Whee!  Big touchscreen!

I might have to build a real touchwall one of these days.

You know what they say: Use your head.

I got a better idea: Use your feet.

I originally built my foot interface for MIDI/gaming applications but I found another great application: image editing.

I was going about filling around some lines with colors in The GIMP, and as I was working I thought, Hey, I keep switching back and forth between the paint tool and the eraser tool pretty often. When I had to switch I either needed to skim through the giant tool pallet to find my new tool, or laboriously, lift my head and chin from my left hand so I could press the appropriate keyboard shortcut.  It got old, but then I thought: Hey, I’ll just use my feet.

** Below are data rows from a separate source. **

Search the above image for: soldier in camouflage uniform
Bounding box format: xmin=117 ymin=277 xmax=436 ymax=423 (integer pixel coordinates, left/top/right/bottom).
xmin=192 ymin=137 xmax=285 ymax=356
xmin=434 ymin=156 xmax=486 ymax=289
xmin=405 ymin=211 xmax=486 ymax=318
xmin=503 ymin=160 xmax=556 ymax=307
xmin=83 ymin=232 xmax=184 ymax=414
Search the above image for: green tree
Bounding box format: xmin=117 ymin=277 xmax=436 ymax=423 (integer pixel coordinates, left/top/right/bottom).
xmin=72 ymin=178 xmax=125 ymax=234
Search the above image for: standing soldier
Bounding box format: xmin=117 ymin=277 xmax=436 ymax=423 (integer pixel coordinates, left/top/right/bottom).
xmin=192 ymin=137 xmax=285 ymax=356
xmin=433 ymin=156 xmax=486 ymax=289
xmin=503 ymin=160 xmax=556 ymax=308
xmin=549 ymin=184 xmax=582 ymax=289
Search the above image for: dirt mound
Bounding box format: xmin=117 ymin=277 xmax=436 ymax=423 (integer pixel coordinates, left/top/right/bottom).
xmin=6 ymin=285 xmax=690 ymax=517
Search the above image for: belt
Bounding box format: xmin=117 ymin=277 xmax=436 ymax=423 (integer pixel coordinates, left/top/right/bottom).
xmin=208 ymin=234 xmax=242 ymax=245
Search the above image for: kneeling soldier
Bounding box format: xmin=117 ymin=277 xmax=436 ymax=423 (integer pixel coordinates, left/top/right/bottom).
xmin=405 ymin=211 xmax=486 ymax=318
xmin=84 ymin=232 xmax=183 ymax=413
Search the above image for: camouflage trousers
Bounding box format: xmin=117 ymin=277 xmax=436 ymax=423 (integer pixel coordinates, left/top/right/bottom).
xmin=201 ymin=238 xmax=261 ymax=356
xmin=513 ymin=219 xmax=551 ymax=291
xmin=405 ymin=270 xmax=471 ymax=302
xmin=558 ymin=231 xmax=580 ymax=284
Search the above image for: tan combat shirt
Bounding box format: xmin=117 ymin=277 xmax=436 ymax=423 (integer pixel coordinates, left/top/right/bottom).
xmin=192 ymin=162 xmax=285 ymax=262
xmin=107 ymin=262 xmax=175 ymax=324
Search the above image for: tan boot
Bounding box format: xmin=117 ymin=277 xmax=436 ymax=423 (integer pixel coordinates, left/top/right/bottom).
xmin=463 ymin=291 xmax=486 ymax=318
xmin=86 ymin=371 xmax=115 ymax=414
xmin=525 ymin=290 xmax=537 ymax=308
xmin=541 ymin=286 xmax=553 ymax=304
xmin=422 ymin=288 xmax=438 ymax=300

So I fired up my AutoHotkey editing skillz and bound a couple of buttons on my foot controller to the paint and erase tools (or rather the keyboard shortcuts for them).  Viola!  Instant speedup.

Now I can waste away my life painting away at pointless things much more quickly!

Also, I bound another couple buttons to undo/redo to help speed up fixing my mistakes.  Now I just need to figure out how to make the tools pressure sensitive using the foot pedals . . .

Edit: I also set Page Up/Page Down to buttons.  Imagine how convenient it is for me to just lean back and read something long, hands free!